Previously known for the spiritualistic undertones of his films, Bruno Dumont wrong-footed expectations in 2013 with L'il Quinquin, a delightfully entertaining comedy mini-series. The critical success of his cop thriller set among the northerners in France encouraged the director to plough this furrow still further, this time with a burlesque film bubbling over with genres taken to extremes.
With this return to the Opal Coast, Dumont brings us a love story between Ma Loute Brufort, the son of fisherfolk reputed to be cannibals and Billie Van Peteghem, an androgynous woman from a decadent middle-class family.

The director deliberately loosened his actors' tongues, setting the film alight with a series of dialogues each more absurd than the last, sending up the middle classes. The comic power of Slack Bay also draws on the physicality of its actors, aided (or not) by the setting of the film, in which the weather and landscapes only caricature the effect of their actions.

“I exaggerate things to the point of being grotesque.”

"I exaggerate things to the point of being grotesque, in search of a sort of catharsis that cinema seems to have lost, when it comes to pure entertainment," says the director.
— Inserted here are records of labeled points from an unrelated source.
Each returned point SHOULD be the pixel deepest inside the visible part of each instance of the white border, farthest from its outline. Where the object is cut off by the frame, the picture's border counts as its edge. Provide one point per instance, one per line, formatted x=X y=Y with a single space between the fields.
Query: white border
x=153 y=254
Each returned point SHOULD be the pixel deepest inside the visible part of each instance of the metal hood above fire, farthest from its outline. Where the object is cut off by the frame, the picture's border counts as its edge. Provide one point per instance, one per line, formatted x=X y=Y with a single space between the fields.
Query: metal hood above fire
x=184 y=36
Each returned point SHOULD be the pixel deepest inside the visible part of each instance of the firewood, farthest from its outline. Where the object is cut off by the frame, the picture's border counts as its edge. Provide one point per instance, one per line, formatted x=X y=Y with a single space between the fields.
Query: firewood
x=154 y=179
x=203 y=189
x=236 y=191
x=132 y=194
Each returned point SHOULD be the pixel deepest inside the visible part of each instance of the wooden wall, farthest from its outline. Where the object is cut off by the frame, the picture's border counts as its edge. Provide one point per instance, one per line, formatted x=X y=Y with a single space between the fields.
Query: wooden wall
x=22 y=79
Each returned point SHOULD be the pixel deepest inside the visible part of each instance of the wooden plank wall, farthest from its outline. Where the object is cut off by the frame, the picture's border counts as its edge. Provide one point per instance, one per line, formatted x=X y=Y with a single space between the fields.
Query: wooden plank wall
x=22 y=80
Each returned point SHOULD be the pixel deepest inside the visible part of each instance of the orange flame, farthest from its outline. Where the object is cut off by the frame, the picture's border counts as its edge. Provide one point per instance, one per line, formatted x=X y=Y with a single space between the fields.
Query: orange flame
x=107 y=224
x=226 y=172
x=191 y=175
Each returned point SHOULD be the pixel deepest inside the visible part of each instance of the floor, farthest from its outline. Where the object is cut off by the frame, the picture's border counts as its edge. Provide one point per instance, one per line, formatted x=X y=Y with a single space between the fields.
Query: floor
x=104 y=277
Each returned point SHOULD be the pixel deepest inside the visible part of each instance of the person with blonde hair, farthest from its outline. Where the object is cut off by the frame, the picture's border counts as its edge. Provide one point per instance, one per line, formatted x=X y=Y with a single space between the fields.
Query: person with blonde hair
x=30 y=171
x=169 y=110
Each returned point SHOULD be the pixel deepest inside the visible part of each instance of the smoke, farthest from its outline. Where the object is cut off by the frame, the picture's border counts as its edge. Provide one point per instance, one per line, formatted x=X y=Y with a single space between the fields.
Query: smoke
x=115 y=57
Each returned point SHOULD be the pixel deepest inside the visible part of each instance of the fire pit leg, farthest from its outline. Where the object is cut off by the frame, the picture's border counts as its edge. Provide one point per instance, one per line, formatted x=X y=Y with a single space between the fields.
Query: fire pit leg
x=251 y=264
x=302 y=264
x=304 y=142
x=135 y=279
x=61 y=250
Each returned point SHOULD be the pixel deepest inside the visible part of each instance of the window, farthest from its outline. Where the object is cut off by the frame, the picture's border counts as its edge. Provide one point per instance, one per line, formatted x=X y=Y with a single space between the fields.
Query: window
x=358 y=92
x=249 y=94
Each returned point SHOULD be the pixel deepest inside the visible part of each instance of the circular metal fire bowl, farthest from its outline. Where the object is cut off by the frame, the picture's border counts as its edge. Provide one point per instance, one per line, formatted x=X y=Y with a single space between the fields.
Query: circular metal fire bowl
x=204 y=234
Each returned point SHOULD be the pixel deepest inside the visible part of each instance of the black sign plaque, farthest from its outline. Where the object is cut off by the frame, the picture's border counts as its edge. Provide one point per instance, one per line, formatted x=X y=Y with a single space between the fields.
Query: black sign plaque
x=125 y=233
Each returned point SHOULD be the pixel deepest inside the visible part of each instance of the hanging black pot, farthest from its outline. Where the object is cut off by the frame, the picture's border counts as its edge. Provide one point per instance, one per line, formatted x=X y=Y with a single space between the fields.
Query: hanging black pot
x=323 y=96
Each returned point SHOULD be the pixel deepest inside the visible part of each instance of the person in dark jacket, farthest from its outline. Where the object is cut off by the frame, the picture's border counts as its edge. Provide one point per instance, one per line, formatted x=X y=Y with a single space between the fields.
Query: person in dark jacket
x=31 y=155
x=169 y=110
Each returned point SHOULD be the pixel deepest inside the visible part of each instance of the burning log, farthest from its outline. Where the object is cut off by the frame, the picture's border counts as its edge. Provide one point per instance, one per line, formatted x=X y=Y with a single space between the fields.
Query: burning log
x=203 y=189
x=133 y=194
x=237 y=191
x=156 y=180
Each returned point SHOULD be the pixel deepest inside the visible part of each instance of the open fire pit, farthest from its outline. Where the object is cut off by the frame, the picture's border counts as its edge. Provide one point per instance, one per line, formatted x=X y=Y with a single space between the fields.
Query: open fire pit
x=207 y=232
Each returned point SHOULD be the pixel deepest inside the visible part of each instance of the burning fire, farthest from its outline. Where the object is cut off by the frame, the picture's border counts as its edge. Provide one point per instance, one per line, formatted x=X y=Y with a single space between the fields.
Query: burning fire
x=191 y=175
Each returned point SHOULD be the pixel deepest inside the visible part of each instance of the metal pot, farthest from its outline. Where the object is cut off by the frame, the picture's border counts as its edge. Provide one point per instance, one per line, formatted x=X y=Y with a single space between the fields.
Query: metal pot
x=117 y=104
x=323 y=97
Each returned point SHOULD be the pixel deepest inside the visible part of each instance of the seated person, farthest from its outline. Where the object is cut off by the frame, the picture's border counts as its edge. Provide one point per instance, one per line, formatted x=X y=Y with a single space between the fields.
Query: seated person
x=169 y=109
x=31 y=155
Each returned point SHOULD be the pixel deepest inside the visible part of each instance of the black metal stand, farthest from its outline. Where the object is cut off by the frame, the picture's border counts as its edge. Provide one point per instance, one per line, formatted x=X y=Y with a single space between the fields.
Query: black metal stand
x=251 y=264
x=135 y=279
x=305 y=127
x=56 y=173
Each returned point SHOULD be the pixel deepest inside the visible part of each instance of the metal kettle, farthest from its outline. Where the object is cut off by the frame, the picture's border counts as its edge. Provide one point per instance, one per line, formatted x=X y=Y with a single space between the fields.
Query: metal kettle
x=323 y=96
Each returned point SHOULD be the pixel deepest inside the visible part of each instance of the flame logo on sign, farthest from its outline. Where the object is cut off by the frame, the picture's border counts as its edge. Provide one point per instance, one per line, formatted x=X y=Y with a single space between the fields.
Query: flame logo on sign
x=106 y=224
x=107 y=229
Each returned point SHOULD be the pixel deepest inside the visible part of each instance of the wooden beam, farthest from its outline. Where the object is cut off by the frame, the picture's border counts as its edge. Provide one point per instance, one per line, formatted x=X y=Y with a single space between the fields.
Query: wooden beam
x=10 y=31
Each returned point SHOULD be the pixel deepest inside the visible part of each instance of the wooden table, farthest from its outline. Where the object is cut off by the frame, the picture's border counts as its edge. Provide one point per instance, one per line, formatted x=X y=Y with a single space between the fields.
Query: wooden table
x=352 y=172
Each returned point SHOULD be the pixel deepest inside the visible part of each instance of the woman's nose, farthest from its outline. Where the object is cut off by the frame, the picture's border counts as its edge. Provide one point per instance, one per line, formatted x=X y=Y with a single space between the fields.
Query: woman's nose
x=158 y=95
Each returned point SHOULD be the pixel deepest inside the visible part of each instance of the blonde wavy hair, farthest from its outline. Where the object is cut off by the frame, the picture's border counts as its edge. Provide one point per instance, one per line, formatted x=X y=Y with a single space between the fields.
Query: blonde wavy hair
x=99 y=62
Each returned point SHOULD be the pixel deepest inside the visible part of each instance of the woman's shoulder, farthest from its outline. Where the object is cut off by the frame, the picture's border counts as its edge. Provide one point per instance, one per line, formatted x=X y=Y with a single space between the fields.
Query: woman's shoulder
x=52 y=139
Dumont brings us a film full of pell-mell antics, inspired by period postcards from back in the day. The director, who shot Slack Bay in just 45 days, initially thought of making the film in black and white in order to capture their original graininess.

Slack Bay features a host of established French actors, including Juliette Binoche, Fabrice Luchini and Valeria Bruni-Tedeschi. A first for Dumont, who had never before used professional actors apart from in Camille Claudel 1915 (2013), featuring the very same Juliette Binoche.